In tutto ciò, comunque, l’Opera di Shakespeare dimostra grande solidità e coerenza, in quanto tutti gli autori citati – nonché i principali film prodotti -, pur inglobando questa nella poetica complessiva del loro cinema, non vogliono discostarsi troppo dai testi originali e dalle loro immediate ricadute di significato, ovvero, più spesso, non lo possono fare. Le chiavi di tanto successo, che ha indotto autori e produttori in diversi campi della cultura a riproporre di continuo, lungo i secoli, le sue storie e i suoi personaggi, sono da ricercare certamente nell’universalità dei temi affrontati. 

Nel teatro di Shakespeare spiccano i motivi dell’amore (a volte folle, precursore di quello romantico di due secoli dopo), della lotta per il potere, del carattere illusorio della felicità e della precarietà della vita, della morte come epico compiersi dell’umano destino; il tutto vagliato dalla tradizione popolare medievale inglese, della quale recupera con intelligenza la dimensione magica, fantastica e irrazionale. Diversamente da quanto avviene nei classici greci e latini, in Shakespeare il fato non gioca alcun ruolo, cedendo il passo alle libere scelte degli individui, condizionate allora solo dal contesto sociale in cui si ritrovano a vivere. 

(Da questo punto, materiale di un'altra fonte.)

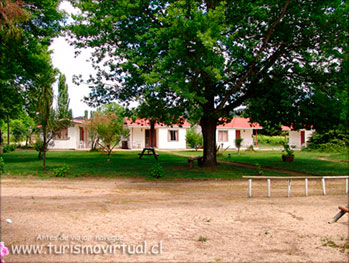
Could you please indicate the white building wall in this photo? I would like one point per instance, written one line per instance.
(164, 143)
(70, 143)
(137, 138)
(231, 138)
(246, 135)
(295, 138)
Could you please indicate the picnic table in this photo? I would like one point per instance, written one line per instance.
(150, 151)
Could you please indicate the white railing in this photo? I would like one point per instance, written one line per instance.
(290, 178)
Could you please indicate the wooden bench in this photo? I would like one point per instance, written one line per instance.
(192, 159)
(290, 178)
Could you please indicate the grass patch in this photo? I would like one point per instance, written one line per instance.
(305, 162)
(127, 164)
(122, 164)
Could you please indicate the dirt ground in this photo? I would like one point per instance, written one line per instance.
(191, 221)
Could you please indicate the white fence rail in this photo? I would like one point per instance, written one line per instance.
(290, 178)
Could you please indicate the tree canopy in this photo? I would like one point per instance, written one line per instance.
(26, 29)
(206, 58)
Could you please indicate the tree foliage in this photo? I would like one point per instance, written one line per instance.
(107, 125)
(205, 58)
(194, 139)
(63, 100)
(26, 29)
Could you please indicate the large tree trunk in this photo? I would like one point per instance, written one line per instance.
(8, 129)
(44, 147)
(208, 126)
(152, 133)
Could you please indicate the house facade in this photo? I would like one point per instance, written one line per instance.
(73, 137)
(76, 136)
(236, 128)
(165, 137)
(298, 138)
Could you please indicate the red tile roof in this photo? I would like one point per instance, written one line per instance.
(146, 124)
(242, 123)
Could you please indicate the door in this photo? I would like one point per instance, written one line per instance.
(302, 138)
(147, 138)
(238, 134)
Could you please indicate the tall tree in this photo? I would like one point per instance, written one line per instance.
(63, 100)
(26, 29)
(107, 125)
(46, 116)
(211, 56)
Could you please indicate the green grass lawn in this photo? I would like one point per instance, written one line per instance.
(127, 164)
(307, 162)
(122, 164)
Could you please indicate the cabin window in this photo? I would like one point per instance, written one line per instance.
(173, 135)
(222, 136)
(61, 134)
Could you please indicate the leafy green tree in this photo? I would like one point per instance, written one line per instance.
(26, 28)
(19, 131)
(209, 57)
(63, 100)
(238, 143)
(46, 116)
(194, 139)
(107, 124)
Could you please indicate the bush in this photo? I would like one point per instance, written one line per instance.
(61, 172)
(194, 139)
(38, 145)
(288, 150)
(330, 141)
(271, 140)
(2, 166)
(156, 171)
(9, 148)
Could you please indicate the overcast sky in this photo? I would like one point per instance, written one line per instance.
(63, 59)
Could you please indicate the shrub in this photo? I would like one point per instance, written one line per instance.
(2, 166)
(156, 171)
(238, 143)
(38, 145)
(330, 141)
(271, 140)
(9, 148)
(288, 150)
(61, 172)
(194, 139)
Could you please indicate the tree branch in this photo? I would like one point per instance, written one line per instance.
(250, 70)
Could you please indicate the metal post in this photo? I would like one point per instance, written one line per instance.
(323, 186)
(249, 187)
(306, 186)
(289, 188)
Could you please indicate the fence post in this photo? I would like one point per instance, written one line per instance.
(249, 187)
(323, 186)
(306, 186)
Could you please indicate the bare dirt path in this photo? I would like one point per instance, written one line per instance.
(194, 221)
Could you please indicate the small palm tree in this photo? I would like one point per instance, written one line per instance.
(238, 142)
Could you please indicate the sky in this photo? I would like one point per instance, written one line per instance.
(63, 59)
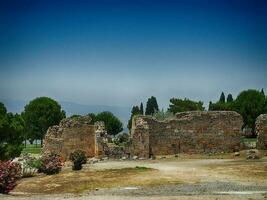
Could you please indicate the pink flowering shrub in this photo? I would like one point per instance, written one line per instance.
(10, 172)
(51, 164)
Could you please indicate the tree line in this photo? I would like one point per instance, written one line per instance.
(249, 103)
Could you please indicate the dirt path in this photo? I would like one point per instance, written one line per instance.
(172, 178)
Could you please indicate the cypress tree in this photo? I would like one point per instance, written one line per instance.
(262, 91)
(141, 109)
(230, 98)
(222, 98)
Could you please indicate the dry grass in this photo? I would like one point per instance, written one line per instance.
(87, 180)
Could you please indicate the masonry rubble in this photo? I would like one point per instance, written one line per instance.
(188, 132)
(261, 131)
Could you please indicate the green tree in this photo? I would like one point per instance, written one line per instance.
(183, 105)
(135, 111)
(93, 117)
(141, 109)
(11, 134)
(112, 123)
(250, 104)
(222, 98)
(230, 98)
(39, 115)
(151, 106)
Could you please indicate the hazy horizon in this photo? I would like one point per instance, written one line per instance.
(119, 53)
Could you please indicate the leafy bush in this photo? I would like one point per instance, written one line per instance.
(10, 172)
(51, 164)
(37, 164)
(78, 158)
(27, 165)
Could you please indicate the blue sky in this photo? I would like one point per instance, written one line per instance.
(122, 52)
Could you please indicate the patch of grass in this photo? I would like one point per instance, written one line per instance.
(32, 148)
(68, 181)
(142, 168)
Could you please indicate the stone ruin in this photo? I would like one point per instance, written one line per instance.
(76, 133)
(188, 132)
(261, 130)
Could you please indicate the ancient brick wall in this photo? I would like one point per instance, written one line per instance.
(261, 130)
(71, 134)
(188, 132)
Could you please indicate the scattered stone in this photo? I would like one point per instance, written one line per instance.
(261, 130)
(237, 154)
(93, 160)
(252, 154)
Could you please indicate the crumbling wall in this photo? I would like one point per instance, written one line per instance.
(188, 132)
(69, 135)
(261, 130)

Questi aspetti di estrema modernità dei suoi caratteri sono, forse, il principale motivo della fortuna ultrasecolare della sua Opera, cui ha senz’altro contribuito la felicità del suo scrivere: testi con una struttura drammatica solida, di taglio classico, elegante, linguisticamente trasparenti quindi fruibili da ogni tipo di pubblico. Circostanze tutte che hanno fatto di William Shakespeare – post litteram, ovviamente – il più prolifico autore di soggetti per il cinema di sempre.